Naked Wines was trading 5.5% lower at 136.10 pence in London on Wednesday morning, down 78% since the start of 2022 and having lost 84% of its value over the past 52 weeks.

Ahead of November's interim results, Davy noted that Naked Wine's last performance indicator was in June, when it released a disappointing set of results for the 2022 financial year.

In its financial year that ended March 28, the Norwich-based online wine retailer posted a pretax profit of GBP2.9 million, versus a loss of GBP10.7 million in financial 2021. However, Naked Wine's cash balance dropped to GBP40 million from GBP85 million a year ago.

For its current 2023 financial year, Naked Wines expects sales in the range of GBP345 million to GBP375 million, down 4% in the worst and up 4% in the best scenario on financial year 2022.

Since the annual results, Davy noted some "curious people-centric newsflow".

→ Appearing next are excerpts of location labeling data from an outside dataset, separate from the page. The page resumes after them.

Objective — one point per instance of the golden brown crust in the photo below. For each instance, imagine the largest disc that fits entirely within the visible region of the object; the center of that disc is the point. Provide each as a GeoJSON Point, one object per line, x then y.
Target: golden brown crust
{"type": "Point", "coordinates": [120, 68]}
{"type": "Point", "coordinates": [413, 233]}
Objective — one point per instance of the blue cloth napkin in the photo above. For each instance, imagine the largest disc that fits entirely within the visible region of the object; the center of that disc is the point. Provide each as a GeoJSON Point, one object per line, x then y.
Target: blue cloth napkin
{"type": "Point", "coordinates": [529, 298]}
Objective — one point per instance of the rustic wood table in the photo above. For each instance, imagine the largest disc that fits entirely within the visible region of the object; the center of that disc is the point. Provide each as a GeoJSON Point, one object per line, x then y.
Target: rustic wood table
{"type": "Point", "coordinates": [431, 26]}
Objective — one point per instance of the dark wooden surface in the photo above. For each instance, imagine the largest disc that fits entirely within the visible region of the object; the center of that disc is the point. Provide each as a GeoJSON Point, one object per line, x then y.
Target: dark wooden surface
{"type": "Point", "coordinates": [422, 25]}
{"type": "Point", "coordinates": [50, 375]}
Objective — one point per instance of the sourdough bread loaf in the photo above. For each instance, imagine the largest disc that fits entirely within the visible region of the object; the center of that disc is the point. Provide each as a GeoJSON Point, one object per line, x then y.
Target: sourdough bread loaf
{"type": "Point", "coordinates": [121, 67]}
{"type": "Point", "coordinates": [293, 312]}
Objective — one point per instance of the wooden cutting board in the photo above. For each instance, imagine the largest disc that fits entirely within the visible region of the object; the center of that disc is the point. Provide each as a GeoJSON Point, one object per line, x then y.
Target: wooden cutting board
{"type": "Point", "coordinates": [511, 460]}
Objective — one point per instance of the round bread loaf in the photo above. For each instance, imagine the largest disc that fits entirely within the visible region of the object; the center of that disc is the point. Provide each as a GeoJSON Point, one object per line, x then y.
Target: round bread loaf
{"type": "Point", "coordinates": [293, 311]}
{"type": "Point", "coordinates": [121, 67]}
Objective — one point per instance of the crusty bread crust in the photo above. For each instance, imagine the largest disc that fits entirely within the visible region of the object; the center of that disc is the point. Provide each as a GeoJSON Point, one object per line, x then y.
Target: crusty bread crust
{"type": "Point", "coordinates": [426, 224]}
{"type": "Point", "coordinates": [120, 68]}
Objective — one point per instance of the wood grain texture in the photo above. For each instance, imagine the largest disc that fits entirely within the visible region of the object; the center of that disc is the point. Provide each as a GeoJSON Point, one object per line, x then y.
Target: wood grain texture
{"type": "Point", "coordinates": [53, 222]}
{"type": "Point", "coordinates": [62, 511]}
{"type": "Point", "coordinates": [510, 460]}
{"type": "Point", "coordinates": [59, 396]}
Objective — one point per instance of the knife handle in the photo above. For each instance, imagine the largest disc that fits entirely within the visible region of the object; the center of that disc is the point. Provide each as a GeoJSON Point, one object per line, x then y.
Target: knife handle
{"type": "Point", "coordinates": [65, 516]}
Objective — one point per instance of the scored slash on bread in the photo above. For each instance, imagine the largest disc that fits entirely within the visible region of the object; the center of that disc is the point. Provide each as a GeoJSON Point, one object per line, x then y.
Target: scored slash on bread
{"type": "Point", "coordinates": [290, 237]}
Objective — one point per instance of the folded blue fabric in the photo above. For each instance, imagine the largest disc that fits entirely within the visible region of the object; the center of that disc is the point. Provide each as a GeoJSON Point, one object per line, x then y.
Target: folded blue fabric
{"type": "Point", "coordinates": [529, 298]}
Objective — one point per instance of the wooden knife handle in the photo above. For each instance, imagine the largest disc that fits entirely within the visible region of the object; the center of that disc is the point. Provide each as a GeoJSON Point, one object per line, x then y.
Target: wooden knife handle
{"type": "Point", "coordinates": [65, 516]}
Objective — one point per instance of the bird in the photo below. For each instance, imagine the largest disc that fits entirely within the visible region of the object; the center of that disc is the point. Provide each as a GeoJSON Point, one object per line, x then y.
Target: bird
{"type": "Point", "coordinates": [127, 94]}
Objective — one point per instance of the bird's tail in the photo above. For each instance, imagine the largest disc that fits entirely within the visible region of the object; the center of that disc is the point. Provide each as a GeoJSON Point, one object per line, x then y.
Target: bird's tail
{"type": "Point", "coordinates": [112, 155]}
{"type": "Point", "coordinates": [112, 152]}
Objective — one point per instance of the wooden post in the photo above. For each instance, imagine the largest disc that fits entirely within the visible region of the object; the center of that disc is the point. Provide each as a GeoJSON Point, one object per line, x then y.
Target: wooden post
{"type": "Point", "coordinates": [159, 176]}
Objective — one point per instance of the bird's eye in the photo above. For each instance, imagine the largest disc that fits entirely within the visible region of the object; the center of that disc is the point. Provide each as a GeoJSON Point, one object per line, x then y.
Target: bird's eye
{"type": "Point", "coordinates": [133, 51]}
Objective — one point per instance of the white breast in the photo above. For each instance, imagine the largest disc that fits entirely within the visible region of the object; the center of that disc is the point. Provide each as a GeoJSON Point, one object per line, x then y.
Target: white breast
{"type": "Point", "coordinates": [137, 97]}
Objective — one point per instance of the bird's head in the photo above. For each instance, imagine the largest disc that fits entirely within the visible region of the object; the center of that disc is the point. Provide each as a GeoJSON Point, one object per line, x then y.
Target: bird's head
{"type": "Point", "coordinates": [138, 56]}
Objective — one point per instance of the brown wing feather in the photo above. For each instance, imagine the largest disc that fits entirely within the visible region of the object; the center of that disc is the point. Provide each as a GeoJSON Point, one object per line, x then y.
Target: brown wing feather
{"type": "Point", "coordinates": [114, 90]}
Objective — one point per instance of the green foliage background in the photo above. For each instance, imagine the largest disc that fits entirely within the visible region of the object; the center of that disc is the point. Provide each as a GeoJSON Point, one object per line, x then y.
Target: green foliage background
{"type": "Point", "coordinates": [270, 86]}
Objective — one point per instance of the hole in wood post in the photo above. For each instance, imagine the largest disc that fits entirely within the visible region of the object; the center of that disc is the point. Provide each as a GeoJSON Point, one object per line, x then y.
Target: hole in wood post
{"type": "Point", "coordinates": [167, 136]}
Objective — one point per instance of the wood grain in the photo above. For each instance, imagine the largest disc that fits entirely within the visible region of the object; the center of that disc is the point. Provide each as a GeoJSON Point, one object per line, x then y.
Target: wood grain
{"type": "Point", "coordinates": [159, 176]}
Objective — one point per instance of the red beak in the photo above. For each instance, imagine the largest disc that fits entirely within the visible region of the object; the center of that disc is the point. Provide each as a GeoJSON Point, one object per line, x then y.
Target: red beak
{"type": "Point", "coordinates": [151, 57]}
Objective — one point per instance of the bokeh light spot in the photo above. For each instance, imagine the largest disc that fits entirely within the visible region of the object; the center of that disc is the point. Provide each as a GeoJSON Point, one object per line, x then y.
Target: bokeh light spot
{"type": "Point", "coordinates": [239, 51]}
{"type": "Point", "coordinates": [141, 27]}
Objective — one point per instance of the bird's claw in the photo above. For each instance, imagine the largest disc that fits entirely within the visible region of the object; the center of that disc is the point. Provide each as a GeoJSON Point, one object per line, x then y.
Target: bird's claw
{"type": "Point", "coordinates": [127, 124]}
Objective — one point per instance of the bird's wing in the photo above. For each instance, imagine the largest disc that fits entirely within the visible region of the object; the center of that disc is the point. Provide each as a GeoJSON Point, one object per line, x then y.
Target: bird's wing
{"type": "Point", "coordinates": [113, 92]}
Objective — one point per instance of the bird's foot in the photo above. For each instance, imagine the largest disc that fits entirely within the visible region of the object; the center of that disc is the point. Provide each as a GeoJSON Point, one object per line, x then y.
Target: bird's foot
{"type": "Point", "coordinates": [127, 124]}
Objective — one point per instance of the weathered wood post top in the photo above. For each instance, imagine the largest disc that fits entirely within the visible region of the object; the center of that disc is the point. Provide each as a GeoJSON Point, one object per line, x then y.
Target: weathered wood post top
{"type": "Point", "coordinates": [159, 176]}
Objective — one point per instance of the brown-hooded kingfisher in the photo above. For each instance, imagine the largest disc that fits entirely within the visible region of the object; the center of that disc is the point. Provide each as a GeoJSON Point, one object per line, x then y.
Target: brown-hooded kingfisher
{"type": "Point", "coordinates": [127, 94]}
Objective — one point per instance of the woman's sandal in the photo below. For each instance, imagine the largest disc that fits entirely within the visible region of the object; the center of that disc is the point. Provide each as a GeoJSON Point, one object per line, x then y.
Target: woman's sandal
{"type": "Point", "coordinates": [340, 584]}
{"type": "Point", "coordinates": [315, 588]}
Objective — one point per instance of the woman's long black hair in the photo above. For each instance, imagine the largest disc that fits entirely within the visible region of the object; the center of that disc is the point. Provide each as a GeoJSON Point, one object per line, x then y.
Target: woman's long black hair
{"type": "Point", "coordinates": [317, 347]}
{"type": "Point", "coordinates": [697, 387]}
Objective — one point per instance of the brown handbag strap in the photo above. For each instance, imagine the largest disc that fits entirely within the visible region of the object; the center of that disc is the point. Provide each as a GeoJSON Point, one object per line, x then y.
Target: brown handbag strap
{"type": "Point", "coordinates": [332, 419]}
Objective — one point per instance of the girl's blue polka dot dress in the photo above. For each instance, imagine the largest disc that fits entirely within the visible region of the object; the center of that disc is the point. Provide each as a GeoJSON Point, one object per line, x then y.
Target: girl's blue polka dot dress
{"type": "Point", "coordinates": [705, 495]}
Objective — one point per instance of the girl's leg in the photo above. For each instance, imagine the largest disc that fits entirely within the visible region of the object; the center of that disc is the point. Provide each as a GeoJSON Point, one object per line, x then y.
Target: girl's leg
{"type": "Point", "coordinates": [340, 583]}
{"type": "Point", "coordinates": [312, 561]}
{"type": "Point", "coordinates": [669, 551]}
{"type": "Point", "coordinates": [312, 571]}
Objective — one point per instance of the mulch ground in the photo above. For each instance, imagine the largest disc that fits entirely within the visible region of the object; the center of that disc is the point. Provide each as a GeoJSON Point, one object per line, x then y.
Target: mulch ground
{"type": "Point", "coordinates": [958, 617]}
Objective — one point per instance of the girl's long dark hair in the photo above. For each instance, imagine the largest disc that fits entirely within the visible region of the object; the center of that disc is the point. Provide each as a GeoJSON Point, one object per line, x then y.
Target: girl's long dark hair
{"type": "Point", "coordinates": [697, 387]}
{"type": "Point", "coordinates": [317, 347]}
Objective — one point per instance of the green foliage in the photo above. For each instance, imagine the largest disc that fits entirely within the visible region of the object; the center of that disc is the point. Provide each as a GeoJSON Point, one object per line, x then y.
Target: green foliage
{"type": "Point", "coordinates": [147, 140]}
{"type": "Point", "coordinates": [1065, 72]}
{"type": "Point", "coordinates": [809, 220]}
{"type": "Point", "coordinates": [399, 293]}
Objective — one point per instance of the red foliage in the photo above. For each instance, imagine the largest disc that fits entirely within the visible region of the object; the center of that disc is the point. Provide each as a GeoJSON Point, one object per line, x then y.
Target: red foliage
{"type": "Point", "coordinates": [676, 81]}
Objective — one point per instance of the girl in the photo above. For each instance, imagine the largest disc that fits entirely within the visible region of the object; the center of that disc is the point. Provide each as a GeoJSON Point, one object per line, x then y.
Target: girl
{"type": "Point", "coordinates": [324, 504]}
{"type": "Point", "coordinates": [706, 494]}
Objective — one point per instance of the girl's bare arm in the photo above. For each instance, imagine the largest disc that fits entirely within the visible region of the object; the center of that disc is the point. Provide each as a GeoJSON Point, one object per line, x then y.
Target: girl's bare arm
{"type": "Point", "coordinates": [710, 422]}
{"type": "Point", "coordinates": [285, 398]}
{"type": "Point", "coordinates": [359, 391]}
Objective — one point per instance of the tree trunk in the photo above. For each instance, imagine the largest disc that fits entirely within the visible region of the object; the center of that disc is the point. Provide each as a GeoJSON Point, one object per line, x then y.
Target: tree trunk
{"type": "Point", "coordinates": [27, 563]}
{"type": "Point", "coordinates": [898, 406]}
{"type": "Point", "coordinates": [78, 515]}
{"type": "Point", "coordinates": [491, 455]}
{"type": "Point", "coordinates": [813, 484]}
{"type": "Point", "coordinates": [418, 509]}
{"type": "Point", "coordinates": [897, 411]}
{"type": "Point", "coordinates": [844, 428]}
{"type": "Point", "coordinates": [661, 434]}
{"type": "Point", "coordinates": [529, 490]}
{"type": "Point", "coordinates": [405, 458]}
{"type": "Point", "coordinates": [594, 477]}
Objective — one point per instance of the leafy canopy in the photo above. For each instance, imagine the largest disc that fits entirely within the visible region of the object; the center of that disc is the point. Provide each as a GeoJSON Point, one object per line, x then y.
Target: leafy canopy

In July, Naked Wines said that then-chief financial officer Shawn Tabak had stepped down. James Crawford, who was managing director of the Naked Wines business in the UK, was appointed as CFO on an interim basis through to June 2023. Naked Wines said he will combine this interim role with his responsibilities as managing director. Crawford had been CFO of Naked Wines from 2015 to 2020.

The interim results should be supportive of full-year forecasts given the modest outlook, said Davy, with FactSet showing revenue of GBP376 million and an adjusted loss before interest, tax, depreciation and amortisation of GBP500,000.

"[Naked Wines] is increasingly something of a curiosity – feels like a scale US e-commerce business, talks like a scale US e-commerce business but looks and trades like an increasingly challenged UK, AIM-listed small cap," said Davy.

The current company is the result of the acquisition by high-street retailer Majestic Wines of online-only outfit Naked Wines in 2015 and the subsequent disposal of the Majestic Wine business in 2019.

"It probably should be in private hands," Day concluded. "It is clearly something of an enigma and the recent newsflow seems, well, enigmatic."

Davy has a 'neutral' rating on the stock.